De l’autre, des réponses enthousiastes et messianiques qui s’émerveillent devant l’arrivée prochaine d’une super intelligence qui amènera une nouvelle ère [1]. Dans Le Mythe de la singularité [2], J.-G. Ganascia démontre que ce fantasme entretenu autour de la singularité, ce moment où une super intelligence dépassera de loin ce que l’intelligence humaine peut concevoir, relève de la fiction qui alimente une levée des fonds très lucratifs, bien réelle celle-là.
L’un des mots jumeau de l’IA ces derniers mois est celui de la régulation. On peut citer l’appel [3] « à faire pause » et à réguler l’IA, signé par des scientifiques et des hommes affaires, dont certains, comme Elon Musk ne s’embarrassent pas de tartufferies. Les États de leur côté, disent qu’il ne faut pas empêcher l’innovation et que c’est aux entreprises de gérer les questions éthiques. Résultat : des réglementations vides de sens.

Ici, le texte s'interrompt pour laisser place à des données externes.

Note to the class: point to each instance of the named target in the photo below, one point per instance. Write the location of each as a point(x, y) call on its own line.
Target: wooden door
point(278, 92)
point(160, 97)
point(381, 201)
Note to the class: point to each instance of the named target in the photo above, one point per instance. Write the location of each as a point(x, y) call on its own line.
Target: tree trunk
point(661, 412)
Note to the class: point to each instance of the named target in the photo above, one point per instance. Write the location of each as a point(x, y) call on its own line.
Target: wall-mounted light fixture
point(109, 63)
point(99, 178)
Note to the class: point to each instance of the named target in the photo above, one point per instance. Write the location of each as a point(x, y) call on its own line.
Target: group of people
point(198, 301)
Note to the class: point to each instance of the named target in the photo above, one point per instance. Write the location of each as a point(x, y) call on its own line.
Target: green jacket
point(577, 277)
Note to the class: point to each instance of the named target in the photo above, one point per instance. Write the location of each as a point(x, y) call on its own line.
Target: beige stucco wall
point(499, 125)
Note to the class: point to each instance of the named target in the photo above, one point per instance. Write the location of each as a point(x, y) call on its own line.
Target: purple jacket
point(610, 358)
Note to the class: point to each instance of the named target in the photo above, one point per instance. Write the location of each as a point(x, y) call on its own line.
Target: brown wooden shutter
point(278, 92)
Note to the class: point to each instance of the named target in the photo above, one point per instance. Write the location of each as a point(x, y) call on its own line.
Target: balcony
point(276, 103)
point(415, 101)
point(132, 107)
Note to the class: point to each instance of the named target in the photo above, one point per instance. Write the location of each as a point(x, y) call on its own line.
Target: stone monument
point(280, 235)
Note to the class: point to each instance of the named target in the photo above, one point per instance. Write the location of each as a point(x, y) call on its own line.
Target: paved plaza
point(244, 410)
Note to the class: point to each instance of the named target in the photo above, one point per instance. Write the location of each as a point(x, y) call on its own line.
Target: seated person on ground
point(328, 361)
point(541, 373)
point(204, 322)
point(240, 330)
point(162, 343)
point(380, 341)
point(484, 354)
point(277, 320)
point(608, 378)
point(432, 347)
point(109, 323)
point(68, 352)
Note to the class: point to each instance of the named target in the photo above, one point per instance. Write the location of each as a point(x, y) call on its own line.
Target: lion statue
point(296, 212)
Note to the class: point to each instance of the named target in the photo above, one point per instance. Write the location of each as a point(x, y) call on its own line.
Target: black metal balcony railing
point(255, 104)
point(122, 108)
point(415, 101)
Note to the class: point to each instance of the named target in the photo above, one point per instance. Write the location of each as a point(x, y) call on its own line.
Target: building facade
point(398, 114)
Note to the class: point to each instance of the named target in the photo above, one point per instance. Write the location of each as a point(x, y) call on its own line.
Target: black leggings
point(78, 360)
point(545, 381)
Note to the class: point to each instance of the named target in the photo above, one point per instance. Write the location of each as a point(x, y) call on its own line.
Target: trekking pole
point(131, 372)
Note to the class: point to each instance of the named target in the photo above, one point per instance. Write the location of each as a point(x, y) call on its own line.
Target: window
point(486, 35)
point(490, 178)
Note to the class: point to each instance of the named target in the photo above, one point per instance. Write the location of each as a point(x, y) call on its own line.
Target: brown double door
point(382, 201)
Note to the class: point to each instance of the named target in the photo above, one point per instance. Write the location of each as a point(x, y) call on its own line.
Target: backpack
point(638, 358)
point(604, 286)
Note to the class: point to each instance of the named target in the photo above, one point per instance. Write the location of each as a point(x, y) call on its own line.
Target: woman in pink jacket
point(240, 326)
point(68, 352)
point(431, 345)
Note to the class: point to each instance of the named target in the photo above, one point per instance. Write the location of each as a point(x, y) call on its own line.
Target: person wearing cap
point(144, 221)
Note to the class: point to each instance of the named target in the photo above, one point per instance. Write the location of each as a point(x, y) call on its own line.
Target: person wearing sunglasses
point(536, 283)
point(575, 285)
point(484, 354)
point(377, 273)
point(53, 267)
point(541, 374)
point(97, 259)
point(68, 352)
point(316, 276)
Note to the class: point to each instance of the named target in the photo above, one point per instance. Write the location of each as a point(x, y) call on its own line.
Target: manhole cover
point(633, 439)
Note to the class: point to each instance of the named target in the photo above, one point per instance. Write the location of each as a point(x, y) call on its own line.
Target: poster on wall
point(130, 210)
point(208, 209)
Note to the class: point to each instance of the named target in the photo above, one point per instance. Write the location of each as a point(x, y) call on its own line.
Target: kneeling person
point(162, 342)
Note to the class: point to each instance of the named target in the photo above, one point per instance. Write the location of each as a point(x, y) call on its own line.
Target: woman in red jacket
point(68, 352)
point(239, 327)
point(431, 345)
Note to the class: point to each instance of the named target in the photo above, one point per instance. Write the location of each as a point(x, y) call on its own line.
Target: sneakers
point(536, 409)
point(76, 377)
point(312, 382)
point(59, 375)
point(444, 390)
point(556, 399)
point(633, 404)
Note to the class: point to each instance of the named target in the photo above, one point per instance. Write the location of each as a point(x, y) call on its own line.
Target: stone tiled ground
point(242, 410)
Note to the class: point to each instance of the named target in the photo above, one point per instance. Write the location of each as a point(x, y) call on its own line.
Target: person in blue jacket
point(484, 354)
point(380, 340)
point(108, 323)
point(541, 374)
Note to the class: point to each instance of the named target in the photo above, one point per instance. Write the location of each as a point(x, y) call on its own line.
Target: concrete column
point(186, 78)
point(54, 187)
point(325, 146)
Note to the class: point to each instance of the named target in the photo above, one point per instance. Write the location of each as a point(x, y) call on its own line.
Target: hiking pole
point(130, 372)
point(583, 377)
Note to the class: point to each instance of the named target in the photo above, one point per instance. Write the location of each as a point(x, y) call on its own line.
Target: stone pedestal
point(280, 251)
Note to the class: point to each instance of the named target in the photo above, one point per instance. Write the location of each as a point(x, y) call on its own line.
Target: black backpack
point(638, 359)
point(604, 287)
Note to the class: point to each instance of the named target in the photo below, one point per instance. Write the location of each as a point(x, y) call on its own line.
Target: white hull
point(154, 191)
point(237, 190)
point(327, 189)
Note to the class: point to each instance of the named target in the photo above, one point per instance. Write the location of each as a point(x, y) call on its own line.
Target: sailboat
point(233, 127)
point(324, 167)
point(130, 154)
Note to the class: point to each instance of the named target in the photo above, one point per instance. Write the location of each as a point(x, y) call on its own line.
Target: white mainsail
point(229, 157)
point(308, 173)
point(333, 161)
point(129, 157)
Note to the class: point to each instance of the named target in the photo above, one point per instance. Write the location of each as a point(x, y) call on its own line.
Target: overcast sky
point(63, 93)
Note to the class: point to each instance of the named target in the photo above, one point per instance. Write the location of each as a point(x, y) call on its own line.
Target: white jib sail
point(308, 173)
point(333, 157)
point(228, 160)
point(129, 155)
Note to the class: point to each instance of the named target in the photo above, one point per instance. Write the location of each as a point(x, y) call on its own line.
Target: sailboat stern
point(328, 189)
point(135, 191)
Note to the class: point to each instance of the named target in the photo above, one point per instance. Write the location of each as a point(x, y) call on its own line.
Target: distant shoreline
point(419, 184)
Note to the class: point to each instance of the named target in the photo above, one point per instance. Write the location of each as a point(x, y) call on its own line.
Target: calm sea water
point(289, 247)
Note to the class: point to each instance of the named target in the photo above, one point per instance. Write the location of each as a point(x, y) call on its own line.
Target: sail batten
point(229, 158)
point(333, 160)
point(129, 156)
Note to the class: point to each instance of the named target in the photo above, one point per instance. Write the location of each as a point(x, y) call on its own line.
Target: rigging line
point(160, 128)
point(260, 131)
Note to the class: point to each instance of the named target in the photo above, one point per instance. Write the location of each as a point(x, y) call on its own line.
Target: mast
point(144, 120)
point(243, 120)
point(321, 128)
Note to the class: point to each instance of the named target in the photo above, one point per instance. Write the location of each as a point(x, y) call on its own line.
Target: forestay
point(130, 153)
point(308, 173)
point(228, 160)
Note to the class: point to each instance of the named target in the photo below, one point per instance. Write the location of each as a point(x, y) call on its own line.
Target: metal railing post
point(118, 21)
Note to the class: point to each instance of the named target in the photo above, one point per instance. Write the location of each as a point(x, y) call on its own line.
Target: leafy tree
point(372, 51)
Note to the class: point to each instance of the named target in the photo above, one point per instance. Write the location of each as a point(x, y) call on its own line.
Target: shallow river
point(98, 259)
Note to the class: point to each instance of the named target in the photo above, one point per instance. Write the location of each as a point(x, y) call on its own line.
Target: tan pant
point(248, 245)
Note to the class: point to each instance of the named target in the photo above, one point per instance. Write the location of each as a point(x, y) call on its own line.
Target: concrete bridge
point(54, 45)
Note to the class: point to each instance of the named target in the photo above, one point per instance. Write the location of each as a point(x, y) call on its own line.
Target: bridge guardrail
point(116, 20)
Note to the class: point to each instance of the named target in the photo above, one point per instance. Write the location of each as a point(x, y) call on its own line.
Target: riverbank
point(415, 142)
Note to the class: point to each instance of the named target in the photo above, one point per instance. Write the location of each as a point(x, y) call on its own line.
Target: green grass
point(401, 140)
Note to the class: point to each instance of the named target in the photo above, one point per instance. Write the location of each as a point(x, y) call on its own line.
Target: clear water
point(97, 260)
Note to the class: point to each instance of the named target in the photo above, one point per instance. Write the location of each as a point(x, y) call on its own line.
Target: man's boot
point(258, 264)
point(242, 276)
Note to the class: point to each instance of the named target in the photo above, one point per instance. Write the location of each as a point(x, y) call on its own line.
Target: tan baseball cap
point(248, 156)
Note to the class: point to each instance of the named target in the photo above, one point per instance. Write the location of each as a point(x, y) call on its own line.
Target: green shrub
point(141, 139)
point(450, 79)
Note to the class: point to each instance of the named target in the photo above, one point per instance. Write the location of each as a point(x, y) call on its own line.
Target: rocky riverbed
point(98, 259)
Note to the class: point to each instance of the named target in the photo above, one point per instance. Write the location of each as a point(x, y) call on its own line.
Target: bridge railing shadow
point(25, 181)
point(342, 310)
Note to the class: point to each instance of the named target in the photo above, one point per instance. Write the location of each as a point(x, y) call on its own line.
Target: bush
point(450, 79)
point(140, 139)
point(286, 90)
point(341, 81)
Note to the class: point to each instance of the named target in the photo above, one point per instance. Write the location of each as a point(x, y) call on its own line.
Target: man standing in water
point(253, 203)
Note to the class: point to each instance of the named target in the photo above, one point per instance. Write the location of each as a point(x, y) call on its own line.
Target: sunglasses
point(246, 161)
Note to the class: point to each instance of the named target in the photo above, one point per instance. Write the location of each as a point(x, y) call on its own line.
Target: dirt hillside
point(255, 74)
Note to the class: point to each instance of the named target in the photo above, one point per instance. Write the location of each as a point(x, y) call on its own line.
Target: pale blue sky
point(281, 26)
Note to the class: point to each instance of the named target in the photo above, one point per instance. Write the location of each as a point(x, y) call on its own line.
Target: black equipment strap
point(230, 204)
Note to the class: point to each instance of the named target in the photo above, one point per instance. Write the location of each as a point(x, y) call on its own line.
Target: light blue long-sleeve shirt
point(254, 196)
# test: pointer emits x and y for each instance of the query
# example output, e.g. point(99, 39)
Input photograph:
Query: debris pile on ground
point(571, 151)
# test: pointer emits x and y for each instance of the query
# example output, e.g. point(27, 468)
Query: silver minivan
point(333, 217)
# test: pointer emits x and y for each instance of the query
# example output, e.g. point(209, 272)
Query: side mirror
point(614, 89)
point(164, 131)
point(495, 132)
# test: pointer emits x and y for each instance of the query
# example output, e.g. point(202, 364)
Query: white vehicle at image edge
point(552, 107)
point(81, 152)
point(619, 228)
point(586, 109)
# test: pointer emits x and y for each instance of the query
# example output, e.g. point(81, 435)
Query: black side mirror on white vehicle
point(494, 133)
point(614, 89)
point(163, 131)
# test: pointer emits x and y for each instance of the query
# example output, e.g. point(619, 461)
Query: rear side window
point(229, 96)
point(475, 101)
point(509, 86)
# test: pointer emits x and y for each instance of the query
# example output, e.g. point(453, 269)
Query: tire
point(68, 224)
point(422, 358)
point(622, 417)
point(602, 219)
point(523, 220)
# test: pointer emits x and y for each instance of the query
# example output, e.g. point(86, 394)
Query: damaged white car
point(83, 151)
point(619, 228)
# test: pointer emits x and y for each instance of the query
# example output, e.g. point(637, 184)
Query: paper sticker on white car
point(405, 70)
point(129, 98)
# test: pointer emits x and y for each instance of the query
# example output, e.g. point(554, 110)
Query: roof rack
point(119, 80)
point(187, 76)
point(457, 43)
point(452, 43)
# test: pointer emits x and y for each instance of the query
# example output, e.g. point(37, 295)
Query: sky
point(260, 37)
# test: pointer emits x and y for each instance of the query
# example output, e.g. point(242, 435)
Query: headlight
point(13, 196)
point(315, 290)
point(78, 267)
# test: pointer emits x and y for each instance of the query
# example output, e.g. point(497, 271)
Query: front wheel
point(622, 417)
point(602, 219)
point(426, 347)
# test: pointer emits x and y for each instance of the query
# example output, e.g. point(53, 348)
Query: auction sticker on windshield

La tyrannie de la commodité
Dans un monde où la course à l’IA a une importance stratégique pour les états, une législation contraignante n’est pas à l’ordre du jour [4], donnant un feu vert à la politique du fait établi qui permet de faire des profits en masse. La commodité [5] d’un produit auprès du grand public est un des aspects les plus importants à débattre au sujet des IA génératives : la facilité d’utilisation, les domaines d’applications et la qualité de la réponse, vont ancrer ces outils dans les pratiques humaines dans les prochaines années, le voulons nous réellement et pour quel résultat ?
Le rejet simple serait un échec annoncé de l’action collective. Il suffit de songer aux positions d’il y a vingt ans dans les milieux militants vis-à-vis des téléphones portables et à leur place actuelle dans les usages quotidiens, malgré un niveau, autrement plus élevé, d’intrusion dans les vies privées. La liste des dégâts possibles peut être faite sans attendre de les voir se réaliser. Des travailleurs et travailleuses au Kenya ont mené des actions syndicales et en justice contre les opérateurs du numériques [6] qui les exploitent [7] pour renforcer la « pertinence » des IA (et cela remet en question le caractère purement « non supervisé » de l’apprentissage).
Ils et elles disent que l’insoutenabilité des images qu’ils doivent ingurgiter jusqu’à l’écœurement attaque chaque jour gravement leur santé, rappelant que sans leur travail, les annonces en grandes pompes par des PDG crapuleux ne sont rien. Les actions de ces travailleurs et travailleuses [8] montrent une des voies à suivre pour mettre des seaux de sables dans les rouages de ces IA, en ce qu’elle permet de retrouver la puissance d’agir collective, sur une dépossession annoncée.
L’enjeu est de contrer sur le terrain des luttes et des idées, cet uniformisme qui nie la complexité du vivant et l’asséchement de la pensée qu’il implique. Car le monde réel n’est pas qu’un obstacle à enjamber ou une marchandise à faire fructifier.